Matrix Addition: OK - No Examples Found

[karush]

View attachment 8764

OK from the text bk I did not see any example of this
the circle red is mine ... why is this here

so not sure how these questions are to be answered.

Much Mahalo

 

[Evgeny.Makarov]

I did not see any example of this

Which textbook are you using? Are you sure it does not contain solved similar examples?

the circle red is mine ... why is this here

By definition. The author (or anybody) has the right to define whatever concepts they like.

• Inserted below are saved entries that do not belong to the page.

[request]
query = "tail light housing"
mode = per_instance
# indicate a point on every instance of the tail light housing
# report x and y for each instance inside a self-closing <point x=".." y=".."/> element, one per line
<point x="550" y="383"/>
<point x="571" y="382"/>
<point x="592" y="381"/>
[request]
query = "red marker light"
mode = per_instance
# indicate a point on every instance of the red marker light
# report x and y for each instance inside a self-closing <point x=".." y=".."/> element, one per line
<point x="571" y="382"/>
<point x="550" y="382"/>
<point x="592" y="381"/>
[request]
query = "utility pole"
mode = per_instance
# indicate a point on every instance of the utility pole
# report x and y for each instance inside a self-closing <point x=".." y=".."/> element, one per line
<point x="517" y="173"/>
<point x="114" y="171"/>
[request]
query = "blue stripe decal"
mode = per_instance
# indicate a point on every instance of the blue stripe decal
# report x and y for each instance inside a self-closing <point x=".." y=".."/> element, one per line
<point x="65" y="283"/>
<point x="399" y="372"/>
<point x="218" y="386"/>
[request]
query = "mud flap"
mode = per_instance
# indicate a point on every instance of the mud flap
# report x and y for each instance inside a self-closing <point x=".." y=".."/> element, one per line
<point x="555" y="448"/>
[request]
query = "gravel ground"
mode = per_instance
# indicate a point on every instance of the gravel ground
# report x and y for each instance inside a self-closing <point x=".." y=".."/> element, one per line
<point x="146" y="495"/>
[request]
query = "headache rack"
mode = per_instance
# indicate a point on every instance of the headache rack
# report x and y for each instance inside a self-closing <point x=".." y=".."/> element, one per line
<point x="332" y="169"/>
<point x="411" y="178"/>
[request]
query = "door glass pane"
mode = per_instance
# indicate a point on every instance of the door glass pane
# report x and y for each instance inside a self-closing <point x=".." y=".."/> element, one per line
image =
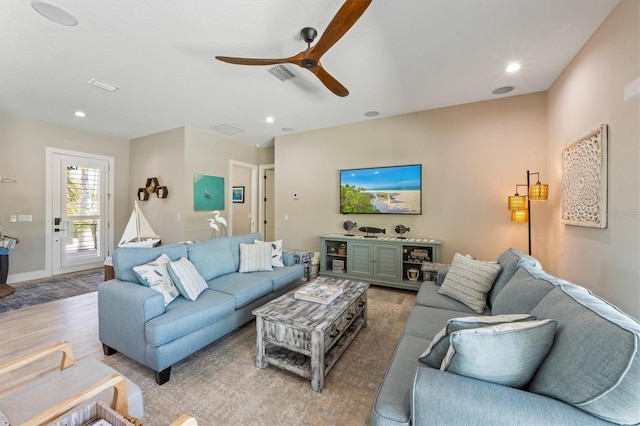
<point x="83" y="212"/>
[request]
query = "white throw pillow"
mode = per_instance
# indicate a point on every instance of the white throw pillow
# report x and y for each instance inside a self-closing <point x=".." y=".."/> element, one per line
<point x="469" y="280"/>
<point x="276" y="252"/>
<point x="187" y="278"/>
<point x="439" y="346"/>
<point x="155" y="275"/>
<point x="507" y="354"/>
<point x="255" y="257"/>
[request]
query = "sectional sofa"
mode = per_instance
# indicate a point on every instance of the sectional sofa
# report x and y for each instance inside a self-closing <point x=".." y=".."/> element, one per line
<point x="218" y="284"/>
<point x="542" y="351"/>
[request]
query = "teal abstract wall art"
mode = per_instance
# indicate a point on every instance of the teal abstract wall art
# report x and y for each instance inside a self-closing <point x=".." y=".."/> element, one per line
<point x="208" y="192"/>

so not sure how these questions are to be answered.

The problem asks whether this is a vector space. Do you know the definition of a vector space?

 

[HOI]

One condition is that a vector space have a 0 vector. That means that there exist a vector 0 such that v+ 0= v for every vector v. Here it is clear that $$\begin{bmatrix}0 \\ 0 \end{bmatrix}$$ is that 0 vector.

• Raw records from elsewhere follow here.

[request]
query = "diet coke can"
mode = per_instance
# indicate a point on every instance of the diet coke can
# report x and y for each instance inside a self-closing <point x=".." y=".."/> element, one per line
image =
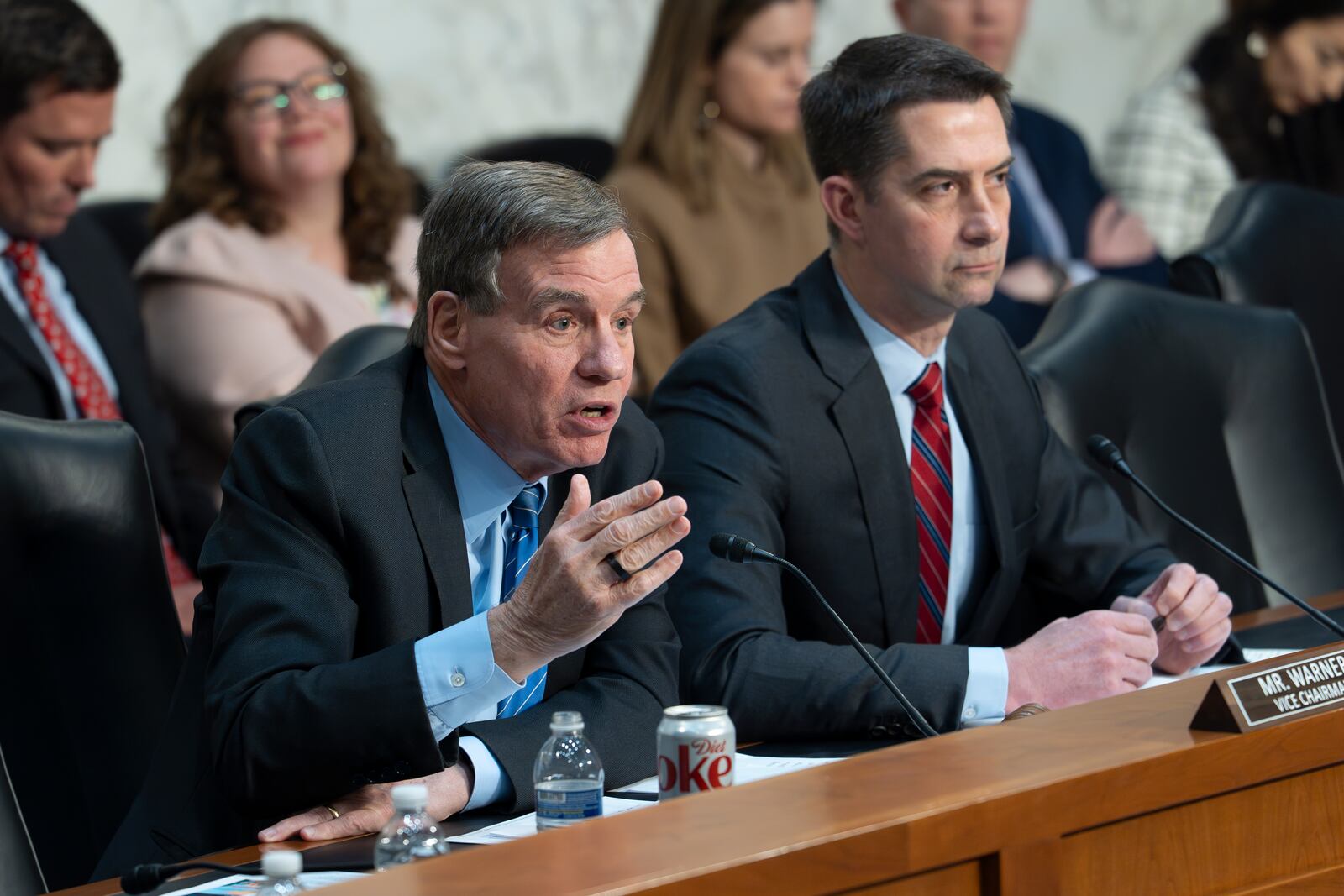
<point x="696" y="750"/>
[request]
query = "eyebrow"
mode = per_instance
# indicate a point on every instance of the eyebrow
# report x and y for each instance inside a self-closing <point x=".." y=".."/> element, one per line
<point x="948" y="174"/>
<point x="551" y="296"/>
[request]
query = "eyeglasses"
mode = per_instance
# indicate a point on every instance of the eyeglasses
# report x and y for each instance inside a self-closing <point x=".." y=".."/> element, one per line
<point x="265" y="100"/>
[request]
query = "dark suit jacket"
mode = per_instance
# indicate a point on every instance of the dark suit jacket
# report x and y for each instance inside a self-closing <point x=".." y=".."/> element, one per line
<point x="1066" y="176"/>
<point x="339" y="544"/>
<point x="780" y="427"/>
<point x="100" y="282"/>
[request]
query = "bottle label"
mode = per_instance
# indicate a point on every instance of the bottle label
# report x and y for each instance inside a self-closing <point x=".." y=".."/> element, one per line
<point x="561" y="806"/>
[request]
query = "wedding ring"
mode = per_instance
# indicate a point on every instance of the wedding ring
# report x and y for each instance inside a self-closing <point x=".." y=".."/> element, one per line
<point x="616" y="567"/>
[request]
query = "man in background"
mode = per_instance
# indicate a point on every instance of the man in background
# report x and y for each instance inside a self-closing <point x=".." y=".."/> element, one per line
<point x="71" y="343"/>
<point x="414" y="567"/>
<point x="1065" y="228"/>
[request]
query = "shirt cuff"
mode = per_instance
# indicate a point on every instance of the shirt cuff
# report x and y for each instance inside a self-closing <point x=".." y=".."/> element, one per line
<point x="492" y="785"/>
<point x="459" y="679"/>
<point x="1079" y="271"/>
<point x="987" y="687"/>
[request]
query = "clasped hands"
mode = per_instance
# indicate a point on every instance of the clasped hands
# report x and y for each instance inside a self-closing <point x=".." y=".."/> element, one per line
<point x="1109" y="652"/>
<point x="569" y="597"/>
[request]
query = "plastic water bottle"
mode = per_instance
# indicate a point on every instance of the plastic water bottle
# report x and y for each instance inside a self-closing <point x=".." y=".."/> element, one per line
<point x="410" y="835"/>
<point x="568" y="775"/>
<point x="281" y="868"/>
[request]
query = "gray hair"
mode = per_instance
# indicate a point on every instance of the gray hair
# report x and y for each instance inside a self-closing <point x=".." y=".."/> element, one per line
<point x="488" y="207"/>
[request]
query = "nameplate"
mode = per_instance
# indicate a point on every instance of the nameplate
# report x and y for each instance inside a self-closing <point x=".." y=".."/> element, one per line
<point x="1307" y="684"/>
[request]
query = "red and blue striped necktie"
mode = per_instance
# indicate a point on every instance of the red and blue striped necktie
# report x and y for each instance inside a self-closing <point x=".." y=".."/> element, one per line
<point x="931" y="481"/>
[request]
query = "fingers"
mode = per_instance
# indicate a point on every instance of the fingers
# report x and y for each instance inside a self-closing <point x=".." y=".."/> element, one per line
<point x="1202" y="593"/>
<point x="1169" y="589"/>
<point x="1210" y="629"/>
<point x="577" y="501"/>
<point x="608" y="511"/>
<point x="628" y="530"/>
<point x="286" y="828"/>
<point x="647" y="579"/>
<point x="638" y="555"/>
<point x="356" y="821"/>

Another condition is that every vector has a "negative". That is, given a vector v, there exist a vector u such that u+ v= v+ u= 0.

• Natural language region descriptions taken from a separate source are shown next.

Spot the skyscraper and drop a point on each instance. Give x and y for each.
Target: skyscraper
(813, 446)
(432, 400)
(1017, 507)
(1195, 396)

Here that means that, given $$v= \begin{bmatrix}x_1 \\ x_2 \end{bmatrix}$$, there exist a vector $$u= \begin{bmatrix}x_2 \\ y_2 \end{bmatrix}$$ such that $$u+ v= \begin{bmatrix}x_1+ x_2+ x_1x_2 \\ y_1+ y_2+ y_1y_2\end{bmatrix}= \begin{bmatrix}0 \\ 0 \end{bmatrix}$$

So the question is, given numbers $$x_1$$, $$y_2$$, can we solve the equations $$x_1+ x_2+ x_1x_2= 0$$ and $$y_1+ y_2+ y_1y_2= 0$$ for $$x_1$$ and $$x_2$$? We can write the first equation $$x_1= -(x_2+ x_1_2)= -x_2(1+ x_1)$$ and then $$x_2= -\frac{x_1}{1+ x_1}$$. What if $$x_1= -1$$?